Quel souvenir avez-vous de vos premiers pas sur l’île, lors de votre participation ?

Quand j’étais dans mon canapé, que je regardais tranquillement l’émission, je me suis toujours dit « Mais pourquoi est-ce qu’ils ne mangent que des noix de coco ? Il doit y avoir autre chose ! ». Et, quand j’ai débarqué sur l’île, la toute première chose que j’ai mangé, c’est… une noix de coco. J’ai eu un fou rire, j’étais plié en deux !

Vous racontez dans le livre la fameuse scène de l’appel aux proches, qui déclenche à chaque fois des torrents de larmes… Vous critiquiez, dans votre canapé, les candidats, pensant qu’ils jouaient la comédie.

C’est exactement la même chose que pour la noix de coco ! Je me souviens que je me suis effondré quand j’ai eu Céline au téléphone, quand elle m’a dit qu’elle venait de déposer mon enfant à la crèche. Je n’attendais même plus sa voix, je pleurais.

Aujourd’hui, évidemment, on vous reconnaît dans la rue, votre visage était, en 2011, sur toutes les Unes des magazines TV…

Le fait de se voir sur les magazines, c’est un choc ! J’étais loin, loin, de tout ça. Quand on me reconnaissait, quand on m’appelait par mon prénom dans la rue, ça m’étonnait toujours. Mais ça a toujours été de belles rencontres. Je me souviens d’une dame d’un certain âge, dans un supermarché, qui m’a pris par la main, alors que je poussais mon chariot. Elle avait les larmes aux yeux, elle m’avait félicité. J’étais vraiment très touché.

Comment se porte votre food-truck, à Béziers ?

Ça va, ça roule très bien ! On a fait une très bonne saison, après le confinement. Et puis Koh-Lanta venait tout juste de se terminer, ça a sans doute aidé. L’objectif, aujourd’hui, c’est d’ouvrir un restaurant. Mais il y aura toujours un food-truck, car j’aime aller à la rencontre des gens, partager ma culture tahitienne à travers ma cuisine.

Pour finir, une bonne fois pour toutes, et après on n’en parle plus : pourquoi n’avez-vous pas sorti de collier d’immunité lors du dernier Koh-Lanta ?

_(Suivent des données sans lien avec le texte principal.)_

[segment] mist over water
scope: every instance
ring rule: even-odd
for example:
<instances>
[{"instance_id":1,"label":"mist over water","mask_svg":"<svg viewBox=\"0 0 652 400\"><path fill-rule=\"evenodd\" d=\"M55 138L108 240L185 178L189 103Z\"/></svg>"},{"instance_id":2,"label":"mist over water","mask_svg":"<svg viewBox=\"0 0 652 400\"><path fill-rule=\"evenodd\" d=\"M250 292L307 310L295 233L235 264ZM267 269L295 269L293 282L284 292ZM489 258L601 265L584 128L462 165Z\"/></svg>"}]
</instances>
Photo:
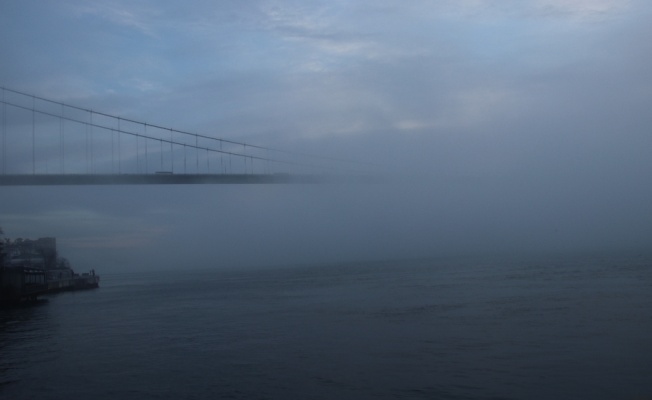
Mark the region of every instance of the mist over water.
<instances>
[{"instance_id":1,"label":"mist over water","mask_svg":"<svg viewBox=\"0 0 652 400\"><path fill-rule=\"evenodd\" d=\"M54 236L98 272L419 257L645 254L640 199L499 182L13 187L8 237ZM613 196L613 195L610 195ZM620 198L620 196L618 196Z\"/></svg>"},{"instance_id":2,"label":"mist over water","mask_svg":"<svg viewBox=\"0 0 652 400\"><path fill-rule=\"evenodd\" d=\"M108 273L3 312L12 399L635 399L649 259Z\"/></svg>"}]
</instances>

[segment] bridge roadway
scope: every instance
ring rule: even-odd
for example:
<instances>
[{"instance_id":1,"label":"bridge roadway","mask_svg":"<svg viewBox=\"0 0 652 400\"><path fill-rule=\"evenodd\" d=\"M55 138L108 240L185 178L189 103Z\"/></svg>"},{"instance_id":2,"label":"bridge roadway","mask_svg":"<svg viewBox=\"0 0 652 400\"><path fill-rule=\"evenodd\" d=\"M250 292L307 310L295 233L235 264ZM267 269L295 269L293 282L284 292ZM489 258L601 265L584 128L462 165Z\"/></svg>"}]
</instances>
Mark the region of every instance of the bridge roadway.
<instances>
[{"instance_id":1,"label":"bridge roadway","mask_svg":"<svg viewBox=\"0 0 652 400\"><path fill-rule=\"evenodd\" d=\"M314 176L289 174L15 174L0 175L0 186L179 185L319 183Z\"/></svg>"},{"instance_id":2,"label":"bridge roadway","mask_svg":"<svg viewBox=\"0 0 652 400\"><path fill-rule=\"evenodd\" d=\"M292 174L14 174L0 175L0 186L180 185L180 184L317 184L376 181L362 176Z\"/></svg>"}]
</instances>

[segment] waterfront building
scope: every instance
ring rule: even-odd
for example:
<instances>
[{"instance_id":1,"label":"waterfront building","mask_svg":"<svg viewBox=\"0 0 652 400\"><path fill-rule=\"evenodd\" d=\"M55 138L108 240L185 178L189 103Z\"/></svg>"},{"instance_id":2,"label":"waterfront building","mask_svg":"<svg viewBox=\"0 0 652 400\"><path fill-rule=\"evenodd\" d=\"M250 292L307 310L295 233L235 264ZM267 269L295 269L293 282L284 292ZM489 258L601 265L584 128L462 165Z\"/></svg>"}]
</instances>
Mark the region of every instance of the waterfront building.
<instances>
[{"instance_id":1,"label":"waterfront building","mask_svg":"<svg viewBox=\"0 0 652 400\"><path fill-rule=\"evenodd\" d=\"M57 255L53 237L4 239L0 248L0 304L36 299L38 295L99 286L99 276L76 274Z\"/></svg>"}]
</instances>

(Il rit) Ce sont des choses qui arrivent dans la vie de tous les jours, on oublie des choses, même très importantes ! Je ne sais pas, il y a des choses qui nous perturbent, et c’est comme ça. J’étais vraiment concentré sur le fait que Charlotte [une candidate de la saison des héros] devait sortir le sien à ce moment-là. J’étais vraiment très déçu à la sortie, mais avec le recul, je n’ai aucun regret pour cette aventure.